The facts of the case are fairly simple. In late 2003, 118 applicants took a written and oral exam administered by the New Haven Fire Department for promotion to the positions of Captain and Lieutenant. Of the 118 applicants, 68 were white, 27 were African-American, and 23 were Hispanic. Based on the results of the exam, no African-American or Hispanic candidates were eligible for promotion to the Lieutenant position. Only two Hispanic candidates and no African-American candidates were eligible for promotion to the Captain position. The City of New Haven refused to certify the results of the exam, and did not grant any promotions based on the results of the exam, due to its stated fear that it would face a disparate impact lawsuit from non-white applicants.
The fundamental legal issue is whether a municipal employer’s fear of a disparate impact race discrimination lawsuit is a valid basis to disregard the results of a promotional exam that would make disproportionately more white applicants eligible for promotion than minority applicants.
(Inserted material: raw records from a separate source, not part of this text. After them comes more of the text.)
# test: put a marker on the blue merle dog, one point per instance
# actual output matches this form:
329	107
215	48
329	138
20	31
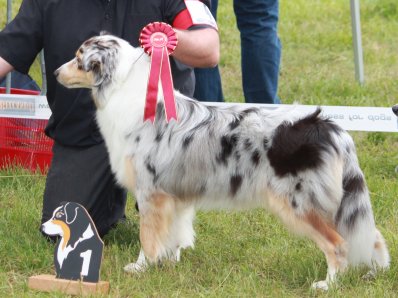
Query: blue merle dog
298	165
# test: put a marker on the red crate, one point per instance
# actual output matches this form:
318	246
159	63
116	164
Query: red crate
19	91
23	142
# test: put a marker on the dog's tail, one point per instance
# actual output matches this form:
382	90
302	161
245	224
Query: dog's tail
354	218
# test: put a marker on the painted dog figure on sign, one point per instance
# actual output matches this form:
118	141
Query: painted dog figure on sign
299	165
78	253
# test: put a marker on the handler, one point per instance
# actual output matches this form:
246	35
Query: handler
80	170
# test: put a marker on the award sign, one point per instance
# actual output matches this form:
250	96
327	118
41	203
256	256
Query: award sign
77	255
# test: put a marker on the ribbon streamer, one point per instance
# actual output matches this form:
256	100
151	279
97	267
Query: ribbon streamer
159	40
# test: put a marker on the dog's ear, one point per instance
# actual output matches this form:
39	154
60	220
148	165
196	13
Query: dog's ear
94	66
71	212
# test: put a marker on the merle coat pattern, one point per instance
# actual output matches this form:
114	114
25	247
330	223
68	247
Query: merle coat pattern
300	166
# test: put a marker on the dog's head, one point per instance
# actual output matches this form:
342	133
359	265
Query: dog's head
69	221
94	63
395	109
100	63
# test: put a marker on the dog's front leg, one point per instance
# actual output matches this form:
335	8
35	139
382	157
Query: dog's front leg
139	266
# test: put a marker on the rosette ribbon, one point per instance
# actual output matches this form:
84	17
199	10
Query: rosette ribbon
159	40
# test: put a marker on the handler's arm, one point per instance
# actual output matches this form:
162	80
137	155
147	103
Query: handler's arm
198	48
5	67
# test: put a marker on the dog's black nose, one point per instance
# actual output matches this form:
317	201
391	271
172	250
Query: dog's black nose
395	109
56	73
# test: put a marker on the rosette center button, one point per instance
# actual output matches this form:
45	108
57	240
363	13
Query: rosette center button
159	39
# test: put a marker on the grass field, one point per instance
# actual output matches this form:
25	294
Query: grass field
247	254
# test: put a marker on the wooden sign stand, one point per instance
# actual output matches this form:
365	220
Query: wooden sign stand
77	255
49	283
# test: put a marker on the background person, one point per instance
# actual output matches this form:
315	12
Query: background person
257	21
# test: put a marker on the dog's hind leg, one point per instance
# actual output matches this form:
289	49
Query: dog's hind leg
380	255
315	227
182	234
156	216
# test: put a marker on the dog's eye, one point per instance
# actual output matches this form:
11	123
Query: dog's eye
59	214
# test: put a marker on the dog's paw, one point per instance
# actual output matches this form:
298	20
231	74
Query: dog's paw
134	268
322	285
371	275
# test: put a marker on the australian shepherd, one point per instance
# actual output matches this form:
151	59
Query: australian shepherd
300	166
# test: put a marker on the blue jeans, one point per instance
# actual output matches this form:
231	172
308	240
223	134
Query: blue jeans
257	22
208	80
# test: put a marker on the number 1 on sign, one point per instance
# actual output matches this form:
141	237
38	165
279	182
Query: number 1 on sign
86	261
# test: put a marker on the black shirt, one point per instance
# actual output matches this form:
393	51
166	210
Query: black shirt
60	26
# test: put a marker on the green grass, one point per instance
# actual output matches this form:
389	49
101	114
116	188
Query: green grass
246	254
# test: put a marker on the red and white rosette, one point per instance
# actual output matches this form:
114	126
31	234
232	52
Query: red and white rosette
159	40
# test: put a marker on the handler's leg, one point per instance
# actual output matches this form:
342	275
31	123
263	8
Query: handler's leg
83	175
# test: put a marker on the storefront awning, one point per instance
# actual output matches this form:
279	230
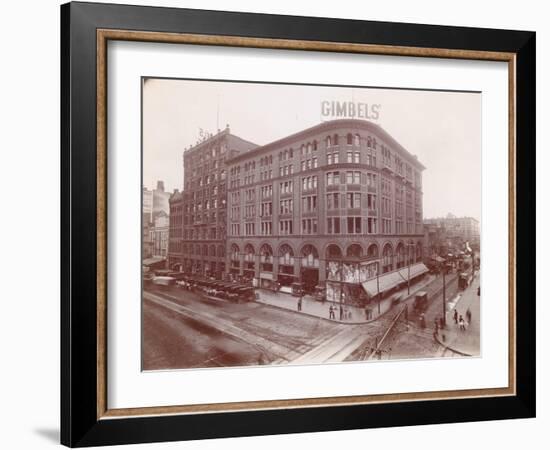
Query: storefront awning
415	270
384	283
388	281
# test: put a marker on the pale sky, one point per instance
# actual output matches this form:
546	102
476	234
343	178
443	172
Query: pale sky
442	128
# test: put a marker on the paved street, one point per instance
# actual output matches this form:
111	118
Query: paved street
183	329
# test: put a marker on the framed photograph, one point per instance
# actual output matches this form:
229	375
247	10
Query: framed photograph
277	224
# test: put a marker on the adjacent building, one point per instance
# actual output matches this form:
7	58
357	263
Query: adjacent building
159	235
204	204
175	243
154	201
337	205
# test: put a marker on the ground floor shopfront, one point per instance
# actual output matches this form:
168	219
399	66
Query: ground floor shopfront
341	269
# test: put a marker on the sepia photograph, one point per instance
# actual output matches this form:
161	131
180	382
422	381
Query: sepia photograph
288	224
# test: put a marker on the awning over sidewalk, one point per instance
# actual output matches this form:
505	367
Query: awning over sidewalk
415	271
384	283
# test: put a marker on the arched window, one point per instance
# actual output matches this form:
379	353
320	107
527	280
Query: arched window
286	255
333	252
354	251
249	253
310	256
235	252
372	251
387	259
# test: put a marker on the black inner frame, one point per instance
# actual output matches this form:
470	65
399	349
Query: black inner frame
79	424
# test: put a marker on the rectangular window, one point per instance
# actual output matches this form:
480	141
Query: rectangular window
333	178
353	200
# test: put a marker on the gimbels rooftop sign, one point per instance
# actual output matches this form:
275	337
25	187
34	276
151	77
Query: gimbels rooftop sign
349	110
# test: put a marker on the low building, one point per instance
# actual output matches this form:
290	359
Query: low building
175	234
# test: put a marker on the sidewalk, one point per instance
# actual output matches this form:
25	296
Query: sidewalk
466	342
315	308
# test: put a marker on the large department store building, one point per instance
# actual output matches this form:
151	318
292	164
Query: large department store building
338	205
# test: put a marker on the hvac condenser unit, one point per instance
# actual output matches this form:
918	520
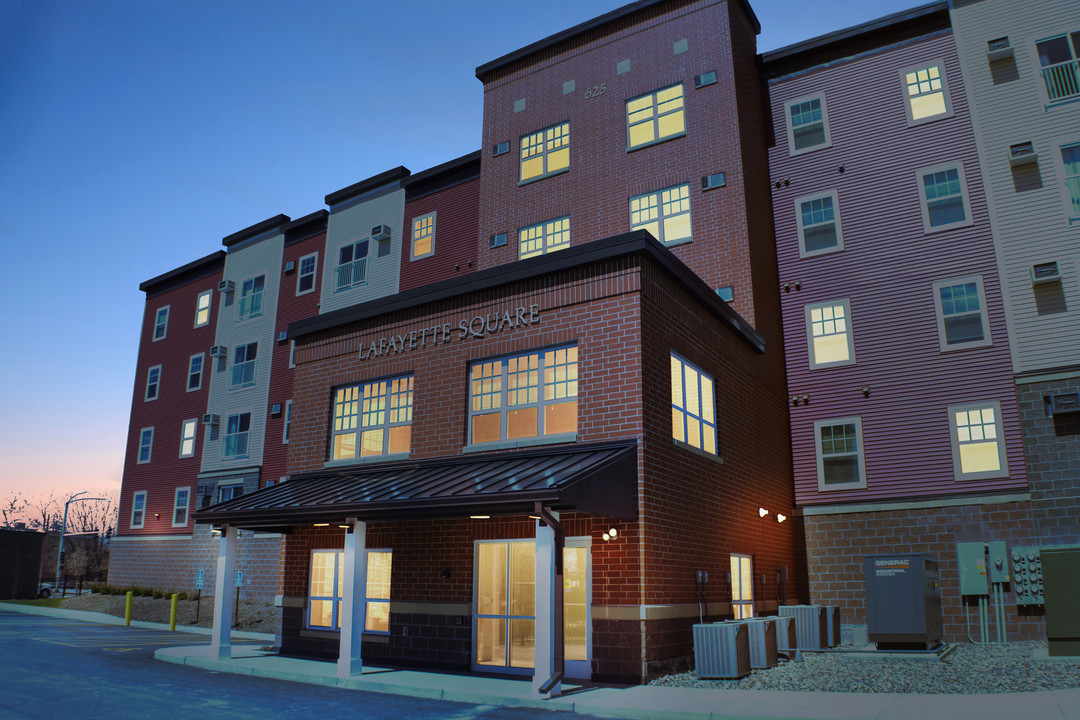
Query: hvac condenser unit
721	650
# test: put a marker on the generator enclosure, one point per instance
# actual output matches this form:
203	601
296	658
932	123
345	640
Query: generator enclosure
903	600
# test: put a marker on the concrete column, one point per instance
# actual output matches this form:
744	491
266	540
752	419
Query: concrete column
220	644
354	600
In other words, can a municipal employer engage in disparate treatment based on race, due to a fear of a disparate impact lawsuit? The plaintiffs contend that the City of New Haven’s fear of a disparate impact lawsuit was not sufficient to justify making the decision to disregard the results of the exam. The plaintiffs urged the Supreme Court to hold that an employer must have a “strong basis in evidence” for believing that an exam violates the law, and argued that the City of New Haven did not make such a showing.
The City of New Haven contends that an employer need only have a reasonable basis for believing that it could lose a disparate impact lawsuit if it makes promotions based on the results of an exam. The City of New Haven argued that the District Court correctly held that its belief that it could lose a disparate impact lawsuit was reasonable, based on the disproportionate percentage of white applicants who passed the exam, concerns about the validity of the exam, and the possibility of alternate exams.
The U.S. Government filed an amicus brief in this case, and also presented its argument to the Supreme Court. The Government essentially supports the City of New Haven’s argument that an employer need only have a reasonable belief that it could be liable under a disparate impact theory, but asked the Supreme Court to remand the case back to the District Court for further consideration of whether the City of New Haven’s belief in this case was reasonable. The Government noted during oral argument that the District Court found that there were several motivations for the City’s decision to disregard the results of the exam, which included not only the disparate impact concern, but also a desire to promote diversity within the Fire Department and to develop managerial role models for aspiring firefighters. The Government’s counsel stated during oral argument that promoting diversity and developing managerial role models “do not fit into complying with the Title VII disparate impact test,” and that the District Court therefore needed to re-examine whether the disparate impact concern alone was reasonable.
The Supreme Court's decision in the case is expected to be issued before the end of its term in June.